Not long ago I wrote a post on vitamin C in which I mentioned how vitamin C and E can potentiate each other’s actions and I promised I’d do a separate post on vitamin E. So here it is. Today we’re going to discuss (topical) vitamin E and its benefits in skincare!
(Please read the Vitamin C post before you read this post)
Vitamin E is an antioxidant like vitamin C. Naturally occurring vitamin E is not a single compound, but 2 classes of fat-soluble molecules with similar structures comprising a family of 8 compounds;
-4 tocopherols (α-, β-, γ-, and δ-tocopherol)
-4 tocotrienols (α-, β-, γ-, and δ-tocotrienol)
In skincare however, the most typical forms include: d-alpha-tocopherol, d-alpha-tocopherol acetate, dl-alpha tocopherol, and dl-alpha tocopherol acetate. ‘d’ indicates that the compound was derived from a natural source, and dl indicates that the compound was synthesized chemically. All have antioxidant activity, but the natural ones seem to be more effective according to studies.
Vitamin E in natural skin
Vitamin E is naturally present in the skin. After ingestion, vitamin E accumulates in the sebaceous glands before it’s delivered to the skin through sebum, where it exerts its antioxidant effects. Because the delivery of vitamin E is dependent on sebum, vitamin E levels are higher in the skins of individuals with increased sebum production (oily skin). Like all antioxidants, exposure to sunlight and air quickly destabilizes vitamin E and depletes vitamin E levels. These levels can be replenished through topical application of vitamin E.
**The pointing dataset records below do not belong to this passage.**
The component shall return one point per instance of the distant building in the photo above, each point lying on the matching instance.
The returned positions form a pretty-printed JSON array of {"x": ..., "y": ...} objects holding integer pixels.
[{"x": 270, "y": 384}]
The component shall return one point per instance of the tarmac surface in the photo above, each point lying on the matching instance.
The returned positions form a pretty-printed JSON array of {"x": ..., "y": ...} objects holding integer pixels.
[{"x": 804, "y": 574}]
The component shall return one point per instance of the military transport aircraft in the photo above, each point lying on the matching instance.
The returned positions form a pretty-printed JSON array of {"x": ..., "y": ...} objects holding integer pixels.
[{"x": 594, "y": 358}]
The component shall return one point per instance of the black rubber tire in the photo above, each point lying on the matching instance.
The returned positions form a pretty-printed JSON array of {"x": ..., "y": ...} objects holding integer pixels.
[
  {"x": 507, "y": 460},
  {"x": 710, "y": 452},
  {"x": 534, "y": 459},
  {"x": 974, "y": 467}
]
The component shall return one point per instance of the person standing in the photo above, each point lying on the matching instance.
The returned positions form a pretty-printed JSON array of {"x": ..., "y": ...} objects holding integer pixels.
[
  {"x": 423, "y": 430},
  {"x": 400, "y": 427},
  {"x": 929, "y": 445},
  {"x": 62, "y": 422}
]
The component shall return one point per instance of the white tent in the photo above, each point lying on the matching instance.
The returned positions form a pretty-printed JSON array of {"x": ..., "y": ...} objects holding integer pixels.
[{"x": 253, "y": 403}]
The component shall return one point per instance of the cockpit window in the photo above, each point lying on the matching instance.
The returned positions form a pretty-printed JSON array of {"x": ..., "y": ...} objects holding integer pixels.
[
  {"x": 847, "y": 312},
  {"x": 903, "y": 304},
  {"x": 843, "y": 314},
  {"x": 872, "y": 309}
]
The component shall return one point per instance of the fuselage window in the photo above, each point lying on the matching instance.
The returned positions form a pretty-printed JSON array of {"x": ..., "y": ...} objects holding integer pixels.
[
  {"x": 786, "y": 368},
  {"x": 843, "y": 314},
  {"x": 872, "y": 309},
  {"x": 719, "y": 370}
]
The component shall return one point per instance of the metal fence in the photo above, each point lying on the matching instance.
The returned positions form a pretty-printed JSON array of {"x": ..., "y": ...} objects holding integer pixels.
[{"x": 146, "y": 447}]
Vitamin E effects; UVR damage
Like vitamin C, vitamin E prevents ultraviolet radiation (UVR)-induced skin damage by neutralizing free radicals. But, unlike vitamin C, vitamin E also has ‘sunscreen’ activity. Vitamin E doesn't only neutralize free radicals, it also blocks the formation of free radicals by absorbing UV light. But don’t throw away your sunscreens just yet, because this activity is limited to lower wavelengths of the UVB spectrum, so vitamin E cannot fully replace conventional sunscreens.
Vitamin E; other effects
A few studies have reported some anti-inflammatory and wound healing effects of topical vitamin E on the skin. But additional research is needed to confirm if these effects are significant, and if so, what the exact mechanisms are in which vitamin E exerts these effects. For now, the skincare benefits of vitamin E are mainly attributed to it's photoprotective properties.
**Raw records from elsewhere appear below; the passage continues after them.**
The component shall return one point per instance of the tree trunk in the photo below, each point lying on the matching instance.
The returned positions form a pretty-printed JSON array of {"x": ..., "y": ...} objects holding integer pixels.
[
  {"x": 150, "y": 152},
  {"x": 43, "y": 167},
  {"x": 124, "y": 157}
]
Topical Application of vitamin E
Typical concentrations of vitamin E range between 0.1%-1.0% and are generally considered safe and effective to increase vitamin E levels in the skin, although higher levels of α-tocopherol have been used in skincare with no side effects. Because vitamin E is unstable, much of a topically applied dose of vitamin E alone will be destroyed in the skin following exposure to UV light. The good news is that destabilized vitamin E can be ‘restabilized’ and regain its activity. Vitamin C has been shown to regenerate destabilized vitamin E, and vice versa, vitamin E can regenerate destabilized vitamin C. This is what I was referring to in the post about vitamin C, when I said that vitamin C and E potentiate each other’s action. Products containing both vitamin C and E have been shown to have much greater efficacy than either vitamin alone. They have been shown to decrease sunburned cells, decrease DNA damage, inhibit erythema (redness of skin), and decrease skin pigmentation after UV exposure.
How to use vitamin E
Again, make sure that you use only those products that are packaged protected against light and air. Vitamin E is safe to use on a daily basis alone or in conjunction with other topical anti-ageing agents like sunscreens, tretinoin (retinol), alpha hydroxyl acids (AHA’s), and other antioxidants like vitamin C and Coenzyme Q10. Just make sure that your skin can tolerate the combinations. Because vitamin E has 'sunscreen' activities, it can be used during the day. In fact, there are many sunscreens that feature vitamin E to increase sunscreen activity. But vitamin E can also be used at night as a night-time serum treatment.